Exxon Mobile is throwing out brilliant little ads about their concern for the climate and the way to a greener future. As they explain it ( soft voice over, warm music, lots of smiling children)this happens through "innovation"; that is, the new technologies that will appear if we just give these corporations lots of money and then get out of the way of the free market. Their first-rate scientists will come up with ways to not only avert the crisis, but provide security and prosperity for all. Why wouldn't we take them at their word? And thanks to the brilliance of capitalist "democracy", Exxon Mobile looks to be recieving about 30 billion of our hard-earned tax money to pursue their "carbon capture" scheme. Yes, that would be the wonderful, Sanders endorsed Infrastructure Bill and Sanders inspired Reconciliation Bill providing this largess ("Most progressive legislation we've seen in decades" blah blah. And what could be wrong with carbon capture and sequestration, you ask? Well the captured carbon is sold back to Exxon Mobile so they can inject it into their wells and squeeze out the last bits of oil. To burn to make more CO2!I said they were brilliant, right? It is not only capitalist corporations looking to innovation to save the system; well-meaning Green types are getting in on the act as well.
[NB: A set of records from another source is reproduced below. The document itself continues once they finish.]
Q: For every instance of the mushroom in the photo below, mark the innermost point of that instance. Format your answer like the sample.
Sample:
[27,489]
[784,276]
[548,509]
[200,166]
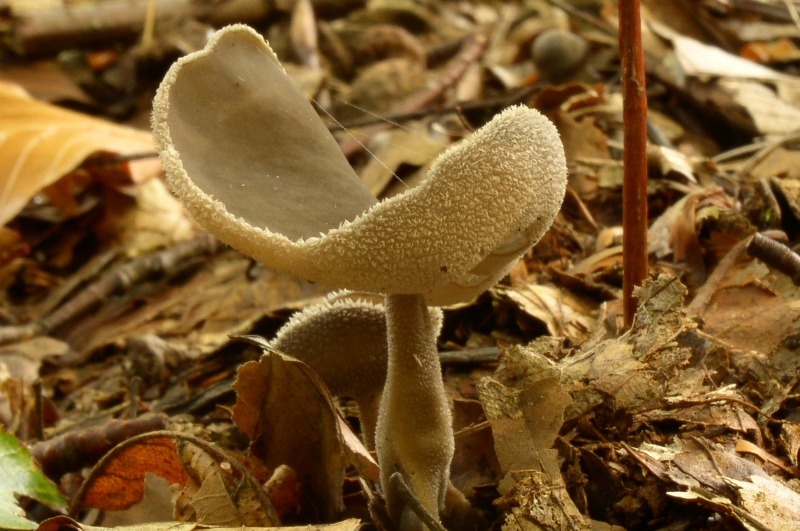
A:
[344,340]
[251,160]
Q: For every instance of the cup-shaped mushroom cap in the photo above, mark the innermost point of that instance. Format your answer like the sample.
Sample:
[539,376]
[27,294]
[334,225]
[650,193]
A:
[485,202]
[238,136]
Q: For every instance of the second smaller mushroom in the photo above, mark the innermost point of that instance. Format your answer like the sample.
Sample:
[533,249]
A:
[344,340]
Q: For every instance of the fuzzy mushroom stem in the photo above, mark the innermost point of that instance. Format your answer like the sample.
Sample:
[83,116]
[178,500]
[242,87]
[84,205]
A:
[415,427]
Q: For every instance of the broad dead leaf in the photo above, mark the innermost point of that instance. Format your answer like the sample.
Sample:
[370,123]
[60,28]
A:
[288,414]
[40,143]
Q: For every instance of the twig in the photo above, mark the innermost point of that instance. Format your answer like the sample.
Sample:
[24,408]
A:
[503,100]
[776,255]
[213,451]
[165,262]
[70,25]
[634,192]
[470,53]
[714,281]
[399,484]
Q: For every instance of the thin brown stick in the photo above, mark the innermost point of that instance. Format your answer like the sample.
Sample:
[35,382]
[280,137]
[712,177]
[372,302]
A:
[168,261]
[634,193]
[470,52]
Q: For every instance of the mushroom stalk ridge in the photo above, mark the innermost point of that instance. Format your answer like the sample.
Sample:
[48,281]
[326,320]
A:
[414,435]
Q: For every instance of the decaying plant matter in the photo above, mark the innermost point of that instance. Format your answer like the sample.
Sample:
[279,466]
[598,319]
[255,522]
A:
[249,157]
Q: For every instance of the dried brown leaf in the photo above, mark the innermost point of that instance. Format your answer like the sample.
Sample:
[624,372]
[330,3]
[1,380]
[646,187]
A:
[286,411]
[120,483]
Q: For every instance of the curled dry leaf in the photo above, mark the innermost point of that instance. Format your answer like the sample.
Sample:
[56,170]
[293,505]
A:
[286,411]
[118,483]
[39,143]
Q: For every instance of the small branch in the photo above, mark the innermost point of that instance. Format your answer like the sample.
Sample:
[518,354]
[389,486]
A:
[411,502]
[471,51]
[165,262]
[634,192]
[776,255]
[70,25]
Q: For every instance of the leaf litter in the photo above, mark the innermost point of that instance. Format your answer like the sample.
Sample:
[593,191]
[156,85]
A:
[687,420]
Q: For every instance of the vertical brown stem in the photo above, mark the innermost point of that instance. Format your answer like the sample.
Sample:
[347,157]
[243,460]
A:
[414,435]
[634,192]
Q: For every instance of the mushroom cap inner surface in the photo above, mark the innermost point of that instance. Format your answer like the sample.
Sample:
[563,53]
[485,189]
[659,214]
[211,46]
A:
[248,138]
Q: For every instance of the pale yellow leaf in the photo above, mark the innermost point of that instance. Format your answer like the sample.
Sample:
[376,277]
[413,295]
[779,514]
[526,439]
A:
[39,143]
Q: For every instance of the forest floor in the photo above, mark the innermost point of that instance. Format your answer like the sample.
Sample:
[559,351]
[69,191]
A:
[131,363]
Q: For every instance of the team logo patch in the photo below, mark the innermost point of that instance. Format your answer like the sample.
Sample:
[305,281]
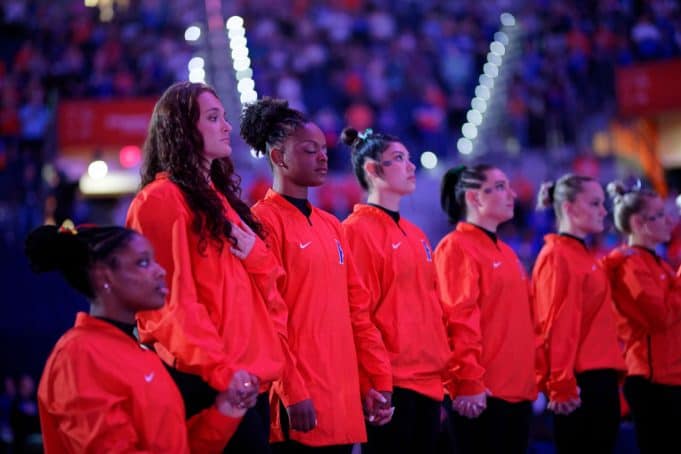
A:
[426,247]
[341,254]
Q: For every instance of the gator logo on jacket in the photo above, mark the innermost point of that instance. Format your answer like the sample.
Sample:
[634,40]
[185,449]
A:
[341,254]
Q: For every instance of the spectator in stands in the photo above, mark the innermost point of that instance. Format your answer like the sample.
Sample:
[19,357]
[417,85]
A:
[647,295]
[394,259]
[579,360]
[101,392]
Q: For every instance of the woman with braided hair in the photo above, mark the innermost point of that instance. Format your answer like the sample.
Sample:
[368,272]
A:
[101,392]
[579,359]
[647,296]
[394,258]
[485,294]
[340,359]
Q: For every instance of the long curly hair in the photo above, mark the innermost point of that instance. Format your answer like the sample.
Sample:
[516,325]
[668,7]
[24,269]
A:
[175,145]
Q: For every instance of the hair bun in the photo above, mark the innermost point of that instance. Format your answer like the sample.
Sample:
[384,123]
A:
[545,197]
[349,136]
[48,250]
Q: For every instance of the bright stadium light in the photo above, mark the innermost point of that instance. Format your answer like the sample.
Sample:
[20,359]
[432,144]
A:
[244,74]
[469,131]
[474,116]
[501,37]
[482,92]
[486,80]
[464,145]
[479,104]
[494,59]
[245,85]
[491,69]
[507,19]
[497,48]
[197,75]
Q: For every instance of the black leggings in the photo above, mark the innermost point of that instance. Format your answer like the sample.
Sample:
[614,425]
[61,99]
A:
[593,427]
[656,411]
[414,428]
[503,427]
[252,435]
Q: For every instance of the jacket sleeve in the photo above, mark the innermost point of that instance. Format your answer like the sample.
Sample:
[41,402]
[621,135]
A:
[459,285]
[368,262]
[558,289]
[375,370]
[639,296]
[265,266]
[182,326]
[86,416]
[209,431]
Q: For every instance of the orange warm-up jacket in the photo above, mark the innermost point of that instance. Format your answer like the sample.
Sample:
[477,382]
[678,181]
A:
[647,296]
[329,326]
[574,316]
[216,318]
[484,291]
[395,262]
[102,392]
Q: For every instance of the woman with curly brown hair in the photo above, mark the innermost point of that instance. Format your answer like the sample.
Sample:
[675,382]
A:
[220,274]
[340,355]
[647,296]
[101,392]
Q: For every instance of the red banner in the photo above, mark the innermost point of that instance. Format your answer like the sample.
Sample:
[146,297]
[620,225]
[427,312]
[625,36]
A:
[95,124]
[649,89]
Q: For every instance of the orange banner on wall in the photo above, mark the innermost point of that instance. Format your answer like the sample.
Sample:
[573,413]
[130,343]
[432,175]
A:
[649,89]
[95,123]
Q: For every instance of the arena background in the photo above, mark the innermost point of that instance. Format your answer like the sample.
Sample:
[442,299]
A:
[536,87]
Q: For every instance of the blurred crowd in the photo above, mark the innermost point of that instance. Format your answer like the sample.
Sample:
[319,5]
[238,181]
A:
[406,67]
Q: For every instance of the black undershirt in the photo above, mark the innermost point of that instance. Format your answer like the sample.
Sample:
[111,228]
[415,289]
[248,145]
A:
[492,236]
[127,328]
[649,251]
[393,214]
[302,204]
[569,235]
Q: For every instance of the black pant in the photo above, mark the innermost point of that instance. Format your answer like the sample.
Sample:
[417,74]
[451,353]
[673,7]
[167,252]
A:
[414,428]
[593,427]
[293,447]
[252,435]
[503,427]
[656,412]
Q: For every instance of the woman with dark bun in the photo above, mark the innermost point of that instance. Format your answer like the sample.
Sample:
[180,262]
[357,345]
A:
[485,294]
[579,359]
[224,311]
[335,344]
[647,296]
[394,258]
[101,392]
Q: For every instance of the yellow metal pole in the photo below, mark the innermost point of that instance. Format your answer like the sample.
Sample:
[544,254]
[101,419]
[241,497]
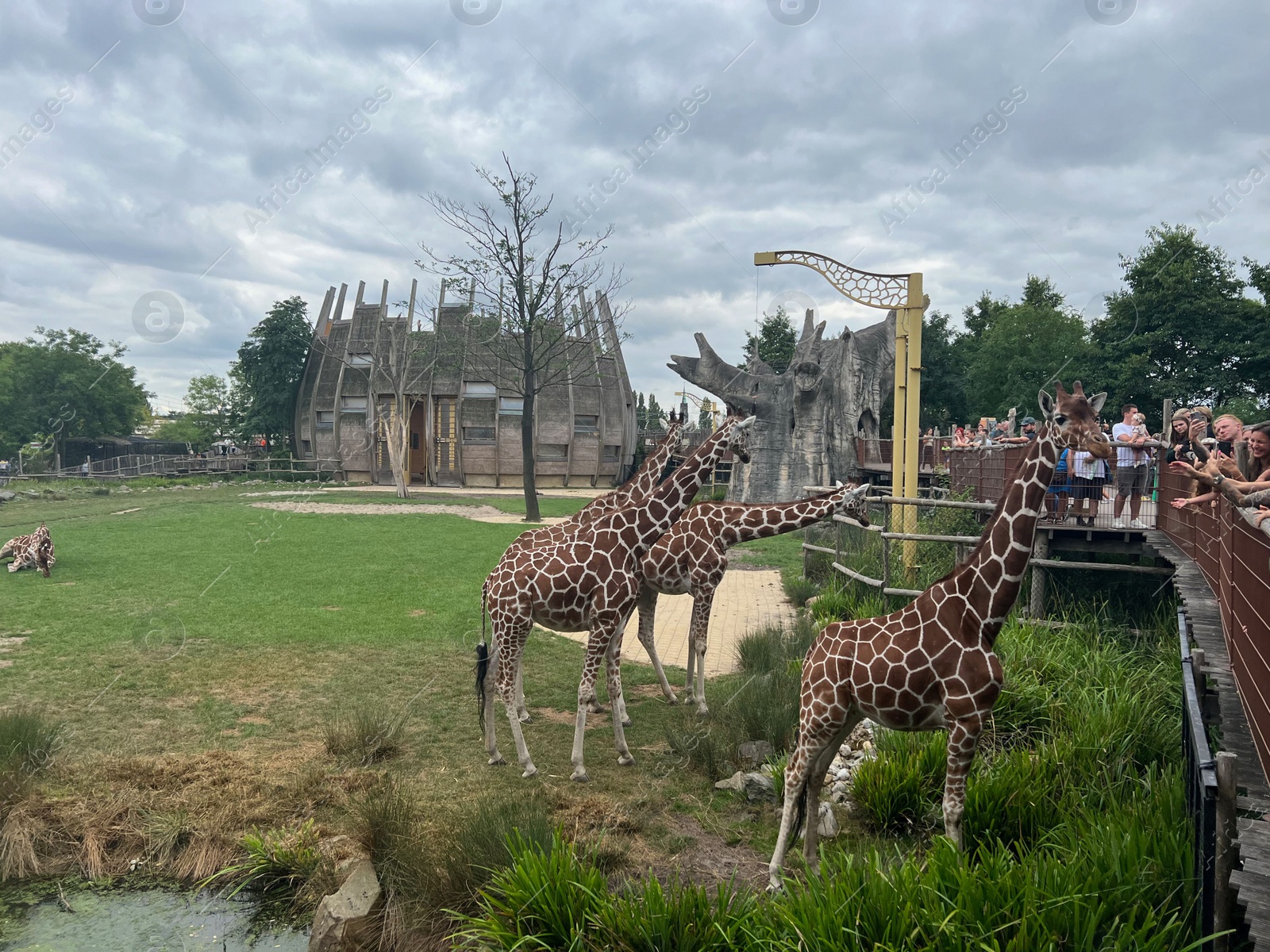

Respected economist Robert Pollin has been developing plans for various states that allow them to phase out fossil fuels but "still enable cars, trains, buses and airplanes to keep running; and for industrial machinery of all types to keep operating".But is that really the goal? The highly regarded Mark Jacobson, a Stanford researcher, has developed similar plans for "100% Clean Electricity" and Uber optimists like Chris Nelder and Carbon Trackers Kingsmill Bond scoff at the idea that there should be any limits to how much energy humans can produce. As to damaging impacts, they simply assert that these can be "managed". But that's always been the dilemma hasn't it, the crux of the bisquit (as Frank Zappa called it). Managed damage is still damage, just as regulated pollution is still pollution.